1. Video Stream Structure
l Stream: a coded video stream, consists of successive GOPs
l GOP: group of successive picture
l Picture: equal to the frame (I frame, B frame, P frame)
l Slice: a group of macro blocks
l Macro Block: consists of two of more blocks of pixels. In MPEG2 and other early codec the size is fixed at blocks of 8x8 pixels. In more modern codec such as h.263 and h.264 the overarching macro block size is fixed at 16x16 pixels
l Structure Diagram
2. I Frame, B Frame, P Frame
l I Frames: intra coded frames. That is, all the information to reconstruct an I Frame access unit is contained in that access unit. It is essentially a JPEG image.
l P Frame: forward Predictive coded frames (inter frames). This means that macro-blocks in a P-Frame refer to an access unit in the future.
l B Frame: bidirectional predictive coded frames (inter frames). This means that macro-blocks in a B-Frame refer to an access unit in the future and an access unit in the past
3. CBR, VBR, ABR
l CBR
² Constant bit rate encoding means that the rate at which a codec's output data should be consumed is constant.
² CBR would not be the optimal choice for storage as it would not allocate enough data for complex sections (resulting in degraded quality) while wasting data on simple sections.
l VBR
² VBR allows a higher bitrate (and therefore more storage space) to be allocated to the more complex segments of media files while less space is allocated to less complex segments.
² The advantages of VBR are that it produces a better quality-to-space ratio compared to a CBR file of the same data. The bits available are used more flexibly to encode the sound or video data more accurately, with fewer bits used in less demanding passages and more bits used in difficult-to-encode passages.
² The disadvantages are that it may take more time to encode, as the process is more complex, and that some hardware might not be compatible with VBR files.
l ABR
² It can have higher bitrate and lower bitrate parts, and the average bitrate for a certain timeframe is obtained by dividing the number of bits used during the timeframe by the number of seconds in the timeframe.
² As it is a form of variable bitrate, this allows more complex portions of the material to use more bits and less complex areas to use fewer bits.
² ABR encoding is desirable for users who want the general benefits of VBR encoding (an optimum bitrate from frame to frame) but with a relatively predictable file size.

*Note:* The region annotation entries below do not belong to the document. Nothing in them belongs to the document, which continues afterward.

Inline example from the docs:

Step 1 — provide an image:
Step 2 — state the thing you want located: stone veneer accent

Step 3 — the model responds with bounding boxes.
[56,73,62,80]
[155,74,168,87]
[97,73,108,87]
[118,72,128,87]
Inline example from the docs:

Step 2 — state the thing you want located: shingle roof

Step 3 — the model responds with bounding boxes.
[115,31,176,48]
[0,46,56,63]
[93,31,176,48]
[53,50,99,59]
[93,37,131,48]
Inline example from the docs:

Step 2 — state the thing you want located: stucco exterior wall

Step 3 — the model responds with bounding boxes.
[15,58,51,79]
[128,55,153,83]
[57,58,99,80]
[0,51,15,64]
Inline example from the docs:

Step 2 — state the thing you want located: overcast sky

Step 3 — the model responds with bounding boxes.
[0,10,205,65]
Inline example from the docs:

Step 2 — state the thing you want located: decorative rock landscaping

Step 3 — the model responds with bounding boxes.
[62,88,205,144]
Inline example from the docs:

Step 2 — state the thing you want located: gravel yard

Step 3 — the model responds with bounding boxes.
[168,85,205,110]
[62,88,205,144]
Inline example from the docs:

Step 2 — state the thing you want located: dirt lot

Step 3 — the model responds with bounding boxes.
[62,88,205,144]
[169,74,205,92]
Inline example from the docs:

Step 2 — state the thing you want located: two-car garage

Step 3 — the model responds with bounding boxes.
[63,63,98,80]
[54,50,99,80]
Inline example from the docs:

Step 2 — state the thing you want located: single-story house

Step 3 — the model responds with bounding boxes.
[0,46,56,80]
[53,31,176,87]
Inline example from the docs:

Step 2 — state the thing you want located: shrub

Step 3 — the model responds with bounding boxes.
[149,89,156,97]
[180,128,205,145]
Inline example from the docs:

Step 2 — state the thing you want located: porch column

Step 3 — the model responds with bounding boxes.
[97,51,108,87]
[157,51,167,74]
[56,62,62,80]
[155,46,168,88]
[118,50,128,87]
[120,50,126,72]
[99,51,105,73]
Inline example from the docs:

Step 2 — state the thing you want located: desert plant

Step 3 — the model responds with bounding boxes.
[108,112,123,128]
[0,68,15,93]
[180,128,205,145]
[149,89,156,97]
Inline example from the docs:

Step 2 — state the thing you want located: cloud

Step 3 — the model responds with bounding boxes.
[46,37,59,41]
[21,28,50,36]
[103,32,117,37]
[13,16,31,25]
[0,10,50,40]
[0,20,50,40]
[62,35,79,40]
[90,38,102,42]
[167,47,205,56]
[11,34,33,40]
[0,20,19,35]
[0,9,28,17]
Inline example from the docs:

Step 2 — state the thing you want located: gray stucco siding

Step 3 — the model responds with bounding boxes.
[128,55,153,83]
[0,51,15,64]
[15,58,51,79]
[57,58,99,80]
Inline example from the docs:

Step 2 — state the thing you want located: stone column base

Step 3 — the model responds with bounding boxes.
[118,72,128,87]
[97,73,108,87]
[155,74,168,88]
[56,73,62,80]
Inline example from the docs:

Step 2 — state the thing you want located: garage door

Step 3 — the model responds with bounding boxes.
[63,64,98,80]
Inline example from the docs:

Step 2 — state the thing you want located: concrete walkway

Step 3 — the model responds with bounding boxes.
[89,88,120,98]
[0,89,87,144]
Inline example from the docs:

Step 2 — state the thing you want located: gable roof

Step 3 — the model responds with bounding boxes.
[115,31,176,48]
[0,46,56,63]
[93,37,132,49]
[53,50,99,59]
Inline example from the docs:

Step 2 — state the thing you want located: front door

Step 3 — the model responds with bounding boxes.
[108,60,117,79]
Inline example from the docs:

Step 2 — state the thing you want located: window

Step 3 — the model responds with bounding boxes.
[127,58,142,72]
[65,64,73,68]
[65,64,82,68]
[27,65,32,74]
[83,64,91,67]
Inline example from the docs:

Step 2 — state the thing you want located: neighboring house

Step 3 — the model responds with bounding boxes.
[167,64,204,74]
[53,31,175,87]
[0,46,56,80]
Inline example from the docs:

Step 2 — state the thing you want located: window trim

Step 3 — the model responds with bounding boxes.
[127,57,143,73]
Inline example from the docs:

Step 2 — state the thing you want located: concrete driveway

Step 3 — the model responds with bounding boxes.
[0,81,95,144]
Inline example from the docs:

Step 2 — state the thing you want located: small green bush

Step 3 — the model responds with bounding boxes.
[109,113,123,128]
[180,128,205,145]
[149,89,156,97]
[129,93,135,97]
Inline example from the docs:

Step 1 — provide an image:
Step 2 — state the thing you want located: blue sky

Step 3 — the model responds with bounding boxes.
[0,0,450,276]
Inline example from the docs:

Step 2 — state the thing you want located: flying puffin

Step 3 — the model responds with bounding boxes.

l At a given bitrate, VBR is usually higher quality than ABR, which is higher quality than CBR (constant bitrate).
4. 1-Pass vs. 2-Pass
l One pass VBR has a moving window over which it analyzes the video. That is, the encoder looks ahead a second or two decides how complex the video is and allocated bits based on that information. Because it is only looking ahead a short time in the future it has no idea how complex the video is much later in the movie so the allocation is not as optimal as it could be
l Two pass VBR analyzes the entire movie for video complexity in the first pass. It then stores this information. It can take advantage of knowing the variation in complexity of the entire movie and allocate bits more effectively than the 1-pass approach.
l For example, perhaps the beginning of the movie is all very high action but the end is people sitting quietly talking. The high action is much more difficult to encode and should be allocated many more bits than the talking part of the movie. The two pass algorithm can take advantage of knowing the complexity of the entire movie while the one pass cannot.
l Single-pass encoding is used when the encoding speed is most important - e.g. for real-time encoding.
l Two pass encoding is used when the encoding quality is most important. Two pass encoding cannot be used in real-time encoding, live broadcast or live streaming.
5. 3:2 Pull Down
l Display the video with 24fps on NTSC 29.97fps
l Implement
6. Why is 29.97fps, rather than 30 fps
l In the days of black and white TV, the frame rate was 30 fps
l When they added color, they had to add in extra data but wanted to keep the signal backwardly compatible with black and white TVs
l The addition of the color subcarrier also required a slight reduction of the frame rate from 30 frames per second to 30/1.001 (very close to 29.97) frames per second
7. Drop Frame & Non Drop Frame
l Display the video with 30fps on NTSC 29.97fps
l (30fps – 29.97fps) x 60seconds=1.8frames, you cannot adjust by 1.8 frames per minute, but you can adjust by 18 full frames per 10 minutes.
l Because 10 minutes is not evenly divisible by 18 frames, we use drop-frame timecode and drop two frame numbers every minute; by the ninth minute, you have dropped all 18 frame numbers. No frames need to be dropped the tenth minute. That is how drop-frame timecode works.